Kingfishers are sharp-eyed and easily spooked—not very obliging photographic subjects. The image above, from about the time I started getting sick several weeks ago, is the best of a bunch of attempts. Getting it involved more luck than skill—and even so, it was still captured from a distance well beyond the frame-filling reach of my longest lens, and thus had to be heavily cropped to produce what you now see. 

I keep hoping and trying to do better. So a few more kingfisher days are welcome.        

Friday, April 3, 2015

FOOL'S ERRAND

Well, it has finally happened. I've reached that post-malady rubicon where acute stir-craziness has overridden any heeding of continued caution and such medically helpful restraints as common sense. Therefore I'm readying my still-hacking and sorry-looking self to attempt a brief excursion to the local grocery store.

I'd say my chances are 50/50. That is, I may or may not be capable of actually getting there, or of walking from truck to entrance across the parking lot if I do—and once inside, capable of pushing a cart around in a food-gathering circle and checking out afterwards. 

Chances of getting back to the truck, loading my purchases, driving home, unloading, and carrying the stuff inside is more on the order of 10/90, with the odds favoring failure. What troubles me is knowing exactly where along that sequence of events my ordeal is apt to deteriorate into a debacle.

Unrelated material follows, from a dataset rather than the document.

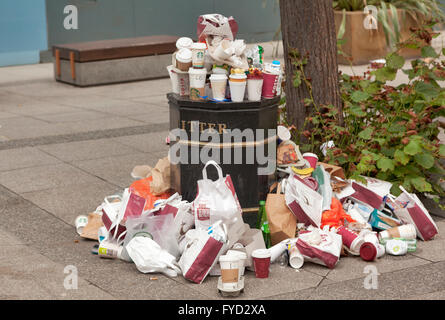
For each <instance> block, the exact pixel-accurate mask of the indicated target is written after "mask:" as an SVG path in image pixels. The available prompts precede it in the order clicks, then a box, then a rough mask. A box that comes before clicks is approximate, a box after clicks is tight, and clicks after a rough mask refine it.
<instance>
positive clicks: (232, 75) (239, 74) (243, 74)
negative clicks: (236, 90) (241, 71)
mask: <svg viewBox="0 0 445 320" xmlns="http://www.w3.org/2000/svg"><path fill="white" fill-rule="evenodd" d="M230 78H232V79H246V78H247V76H246V74H245V73H234V74H231V75H230Z"/></svg>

I'm still so weak that just getting ready to go has left me exhausted. I feel like that old flashlight you keep in the glove box. You know, the cheap one you pull out when you have that flat you were never really expecting, and because you didn't believe one of your tires would have the effrontery to give up its air, you didn't pay attention to the light's batteries? So you toggle the thing on, and just as you get the jack set…the barely adequate light peters out and dims to a feeble yellow glow. 

Well, my current energy levels correlate depressingly to that flashlight. I can shine a little bit for a little while…then I become a dim and feeble yellow glow.

Yup, another fool's errand in the making.